题 目：Bacteria near surfaces
报告人：胡晶磊（南京大学）
时 间：12月7日（周三），下午3:00-4:00
地 点：第一实验楼423会议室

Abstract：Flagellated bacteria such as E. coli swim along circular trajectories adjacent to surfaces. For instance, the non-tumbling mutant of E. coli swims in a clockwise trajectory near a solid boundary [1] and a counterclockwise trajectory near a liquid-air interface [2]. We develop a bacterium model [3] with a spherocylindrical body propelled by a bundle of rotating helical flagella, which can quantitatively reproduce the experimental results of swimming E. coli. We employ mesoscale hydrodynamics simulations [4] of such model bacteria to investigate the near-surface swimming behaviour. Combining with theoretical calculations of the hydrodynamic forces on the bacteria, we show how the curvature of radius of the circular trajectory depends quantitatively on the slip length of the surface. We find that the cell is sensitive to nanoscale changes in the surface slip length [5]. The results are employed to propose a novel approach to directing bacterial motion on striped surfaces with different slip lengths, which implies anisotropic transport of bacteria as demonstrated from simulations of active Brownian rods.

References

1.E. Lauga, W. R. DiLuzio, G. M. Whitesides, and H. A. Stone, Biophys. J. 90, 400 (2006).

2.R. Di Leonard, D. Dell’ Arciprete, L. Angelani, and V. Iebba, Phys.

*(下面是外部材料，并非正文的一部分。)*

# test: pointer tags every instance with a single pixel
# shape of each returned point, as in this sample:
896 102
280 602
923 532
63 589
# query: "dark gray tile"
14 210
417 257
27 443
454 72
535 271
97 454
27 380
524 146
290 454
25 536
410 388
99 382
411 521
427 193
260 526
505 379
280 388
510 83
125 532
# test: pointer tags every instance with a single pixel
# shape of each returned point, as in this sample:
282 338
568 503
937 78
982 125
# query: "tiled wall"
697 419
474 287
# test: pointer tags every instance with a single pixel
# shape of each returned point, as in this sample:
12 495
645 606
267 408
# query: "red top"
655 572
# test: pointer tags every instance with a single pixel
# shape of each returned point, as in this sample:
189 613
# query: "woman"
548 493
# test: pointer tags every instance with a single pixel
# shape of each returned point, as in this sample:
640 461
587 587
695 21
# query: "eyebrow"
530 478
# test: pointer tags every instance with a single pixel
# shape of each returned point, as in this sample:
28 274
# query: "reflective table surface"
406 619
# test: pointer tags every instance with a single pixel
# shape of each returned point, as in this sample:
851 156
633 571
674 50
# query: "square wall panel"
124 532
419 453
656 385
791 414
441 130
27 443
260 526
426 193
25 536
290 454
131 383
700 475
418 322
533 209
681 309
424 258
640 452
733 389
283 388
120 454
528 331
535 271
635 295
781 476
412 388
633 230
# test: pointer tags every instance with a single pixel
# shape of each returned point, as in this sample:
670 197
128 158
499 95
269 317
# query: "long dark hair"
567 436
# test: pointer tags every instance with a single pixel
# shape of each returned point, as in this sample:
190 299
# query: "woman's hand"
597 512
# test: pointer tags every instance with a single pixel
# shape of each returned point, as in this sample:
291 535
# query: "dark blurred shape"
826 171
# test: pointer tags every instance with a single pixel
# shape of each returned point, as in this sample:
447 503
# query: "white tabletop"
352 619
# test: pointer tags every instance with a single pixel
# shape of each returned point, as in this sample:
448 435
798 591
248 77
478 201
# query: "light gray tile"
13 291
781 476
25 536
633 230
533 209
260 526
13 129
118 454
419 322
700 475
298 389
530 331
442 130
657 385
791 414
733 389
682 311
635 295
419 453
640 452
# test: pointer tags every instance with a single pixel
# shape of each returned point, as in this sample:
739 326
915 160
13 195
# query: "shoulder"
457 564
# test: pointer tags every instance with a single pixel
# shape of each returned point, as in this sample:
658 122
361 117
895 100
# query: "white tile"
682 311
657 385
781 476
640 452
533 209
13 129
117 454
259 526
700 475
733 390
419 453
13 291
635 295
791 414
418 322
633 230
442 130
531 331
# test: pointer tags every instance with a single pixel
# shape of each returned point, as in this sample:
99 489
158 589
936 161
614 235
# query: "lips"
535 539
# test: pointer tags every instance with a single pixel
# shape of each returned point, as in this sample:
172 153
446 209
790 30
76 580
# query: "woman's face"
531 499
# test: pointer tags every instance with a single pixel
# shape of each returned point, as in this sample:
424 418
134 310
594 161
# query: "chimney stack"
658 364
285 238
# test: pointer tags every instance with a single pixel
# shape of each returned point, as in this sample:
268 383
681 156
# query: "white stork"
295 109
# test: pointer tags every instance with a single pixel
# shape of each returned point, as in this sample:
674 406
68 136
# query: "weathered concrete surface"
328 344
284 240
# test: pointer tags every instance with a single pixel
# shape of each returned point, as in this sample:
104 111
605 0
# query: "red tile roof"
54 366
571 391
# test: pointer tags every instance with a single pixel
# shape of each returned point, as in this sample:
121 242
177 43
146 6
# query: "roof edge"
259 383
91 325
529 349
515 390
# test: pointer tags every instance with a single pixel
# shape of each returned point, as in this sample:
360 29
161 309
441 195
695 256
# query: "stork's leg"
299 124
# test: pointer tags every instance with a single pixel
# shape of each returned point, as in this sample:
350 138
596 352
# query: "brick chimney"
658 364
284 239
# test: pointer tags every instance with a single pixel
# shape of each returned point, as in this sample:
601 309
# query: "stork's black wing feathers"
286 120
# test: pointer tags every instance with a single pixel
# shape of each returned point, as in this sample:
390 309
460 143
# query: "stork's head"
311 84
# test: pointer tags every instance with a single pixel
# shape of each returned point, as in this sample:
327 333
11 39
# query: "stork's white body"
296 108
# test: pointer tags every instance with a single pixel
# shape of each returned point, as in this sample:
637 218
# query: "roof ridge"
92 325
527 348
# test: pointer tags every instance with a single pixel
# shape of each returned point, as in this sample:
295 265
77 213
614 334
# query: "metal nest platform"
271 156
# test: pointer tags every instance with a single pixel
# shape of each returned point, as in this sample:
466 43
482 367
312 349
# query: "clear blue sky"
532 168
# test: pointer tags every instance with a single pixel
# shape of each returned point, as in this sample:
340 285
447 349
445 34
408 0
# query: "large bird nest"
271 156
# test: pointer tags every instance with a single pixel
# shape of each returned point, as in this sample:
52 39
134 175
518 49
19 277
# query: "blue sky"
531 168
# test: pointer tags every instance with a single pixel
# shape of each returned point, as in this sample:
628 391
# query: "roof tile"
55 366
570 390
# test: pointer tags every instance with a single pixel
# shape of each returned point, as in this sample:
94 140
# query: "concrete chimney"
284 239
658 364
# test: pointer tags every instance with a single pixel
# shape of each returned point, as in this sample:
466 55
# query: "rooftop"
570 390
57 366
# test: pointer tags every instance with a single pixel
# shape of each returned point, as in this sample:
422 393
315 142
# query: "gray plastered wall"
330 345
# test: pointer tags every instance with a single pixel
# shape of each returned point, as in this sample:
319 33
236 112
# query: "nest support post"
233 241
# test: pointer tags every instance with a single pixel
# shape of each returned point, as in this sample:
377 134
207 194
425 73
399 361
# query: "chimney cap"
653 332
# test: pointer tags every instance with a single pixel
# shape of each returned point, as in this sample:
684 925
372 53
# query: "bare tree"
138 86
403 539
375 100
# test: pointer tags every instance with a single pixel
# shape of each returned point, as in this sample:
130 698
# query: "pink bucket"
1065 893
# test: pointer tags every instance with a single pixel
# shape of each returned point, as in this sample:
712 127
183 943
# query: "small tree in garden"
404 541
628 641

Rev. Lett. 106, 038101 (2011).

3.J. Hu, M. Yang, G. Gompper, and R. G. Winkler, Soft Matter 11, 7843 (2015). 

4.G. Gompper, T. Ihle, D. M. Kroll, and R. G. Winkler, Adv. Polym. Sci. 221, 1 (2009).

5.J. Hu, A. Wysocki, R. G. Winkler, and G. Gompper, Sci. Rep. 5, 9586 (2015).

Short Bio：胡晶磊教授毕业于南京大学，2008-2014年分别在德国Max-Planck Institute of Colloids & Interfaces, Juelich Research Center从事博士后研究，2014年加入南京大学。主要从事Microswimmers, 大肠杆菌等动力学行为研究。